4435 Holt

Discovery
- Discovered by: C. Shoemaker
- Discovery site: Palomar Obs.
- Discovery date: 13 January 1983

Designations
- Pronunciation: /ˈhoʊlt/
- Named after: Henry E. Holt (American astronomer)
- Alternative designations: 1983 AG_{2} · 1978 PZ_{2}
- Minor planet category: Mars-crosser

Orbital characteristics
- Epoch 4 September 2017 (JD 2458000.5)
- Uncertainty parameter 0
- Observation arc: 37.89 yr (13,840 days)
- Aphelion: 3.0939 AU
- Perihelion: 1.5405 AU
- Semi-major axis: 2.3172 AU
- Eccentricity: 0.3352
- Orbital period (sidereal): 3.53 yr (1,288 days)
- Mean anomaly: 319.21°
- Mean motion: 0° 16^{m} 45.84^{s} / day
- Inclination: 21.905°
- Longitude of ascending node: 330.93°
- Argument of perihelion: 110.08°
- Known satellites: 1

Physical characteristics
- Mean diameter: 5.03±1.17 km 6.44 km (derived)
- Synodic rotation period: 2.8670±0.0002 h
- Geometric albedo: 0.20 (assumed) 0.28±0.15 km
- Spectral type: SMASS = S
- Absolute magnitude (H): 13.1 · 13.32±0.11

= 4435 Holt =

Asteroid

4435 Holt, provisional designation ', is a stony asteroid, sizable Mars-crosser and binary system from the inner regions of the asteroid belt, approximately 5 kilometers in diameter. It was discovered on 13 January 1983, by American astronomer Carolyn Shoemaker at the Palomar Observatory in California, United States. It was later named after American astronomer Henry E. Holt. The discovery of its companion was announced in January 2018.

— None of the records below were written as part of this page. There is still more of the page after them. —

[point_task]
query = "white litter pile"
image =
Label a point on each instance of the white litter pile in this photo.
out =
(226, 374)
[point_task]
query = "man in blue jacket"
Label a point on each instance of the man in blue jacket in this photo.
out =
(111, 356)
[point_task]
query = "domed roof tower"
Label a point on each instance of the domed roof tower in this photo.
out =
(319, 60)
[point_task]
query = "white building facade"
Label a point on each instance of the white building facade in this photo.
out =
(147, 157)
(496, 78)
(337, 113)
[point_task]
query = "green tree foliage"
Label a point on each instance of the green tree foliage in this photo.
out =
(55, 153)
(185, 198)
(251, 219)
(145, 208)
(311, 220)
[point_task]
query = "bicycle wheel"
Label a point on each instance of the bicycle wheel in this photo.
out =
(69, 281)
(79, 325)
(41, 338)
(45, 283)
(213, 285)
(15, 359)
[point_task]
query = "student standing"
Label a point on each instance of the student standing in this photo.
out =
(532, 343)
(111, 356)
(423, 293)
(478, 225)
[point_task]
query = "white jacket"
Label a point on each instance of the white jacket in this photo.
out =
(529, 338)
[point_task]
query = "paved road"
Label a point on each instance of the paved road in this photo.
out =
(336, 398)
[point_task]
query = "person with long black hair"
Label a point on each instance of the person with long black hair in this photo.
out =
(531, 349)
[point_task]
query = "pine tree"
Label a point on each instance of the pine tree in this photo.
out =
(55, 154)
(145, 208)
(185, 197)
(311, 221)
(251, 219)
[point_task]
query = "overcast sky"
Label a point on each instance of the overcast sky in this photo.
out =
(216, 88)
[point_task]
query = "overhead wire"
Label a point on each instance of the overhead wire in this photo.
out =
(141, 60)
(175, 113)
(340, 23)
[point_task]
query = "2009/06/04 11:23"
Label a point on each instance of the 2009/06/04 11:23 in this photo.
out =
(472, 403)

== Orbit and classification ==

Holt orbits the Sun in the inner main-belt at a distance of 1.5–3.1 AU once every 3 years and 6 months (1,288 days). Its orbit has an eccentricity of 0.34 and an inclination of 22° with respect to the ecliptic. The first precovery was taken at Crimea-Nauchnij in 1978, extending the asteroid's observation arc by 5 years prior to its discovery.

== Naming ==

This minor planet was named for American planetary geologist and astronomer Henry E. Holt (born 1929), at NAU and USGS, who has explored the surface of the Moon, its geology and photometric properties during the Apollo and Surveyor programs.

After his retirement, Holt was a principal participant in the Palomar Asteroid and Comet Survey (PACS) from 1983 to 1993. Holt has discovered and co-discovered six comets and 683 minor planets between 1989 and 1993, including 4581 Asclepius, a potentially hazardous asteroid that has made the closest approach to Earth of all numbered asteroids. The official naming citation was published by the Minor Planet Center on 30 January 1991 (M.P.C. 17656).

== Physical characteristics ==

In the SMASS classification, Holt is a common S-type asteroid.

=== Diameter and albedo ===

According to the survey carried out by NASA's Wide-field Infrared Survey Explorer with its subsequent NEOWISE mission, Holt measures 5.03 kilometers in diameter and its surface has an albedo of 0.28, while the Collaborative Asteroid Lightcurve Linkassumes a standard albedo for stony asteroids of 0.20 and derives a diameter of 6.44 kilometer with an absolute magnitude of 13.32.

=== Satellite and rotation ===

In November 2017, a rotational lightcurve of Holt was obtained from photometric observation by Robert Stephens and collaborators. Lightcurve analysis gave a rotation period of 2.8670±0.0002 hours with a brightness variation of 0.15 magnitude. During the observations, the presence of an approximately 2-kilometer sized minor-planet moon was detected. The satellite orbits its primary every 1.777 d.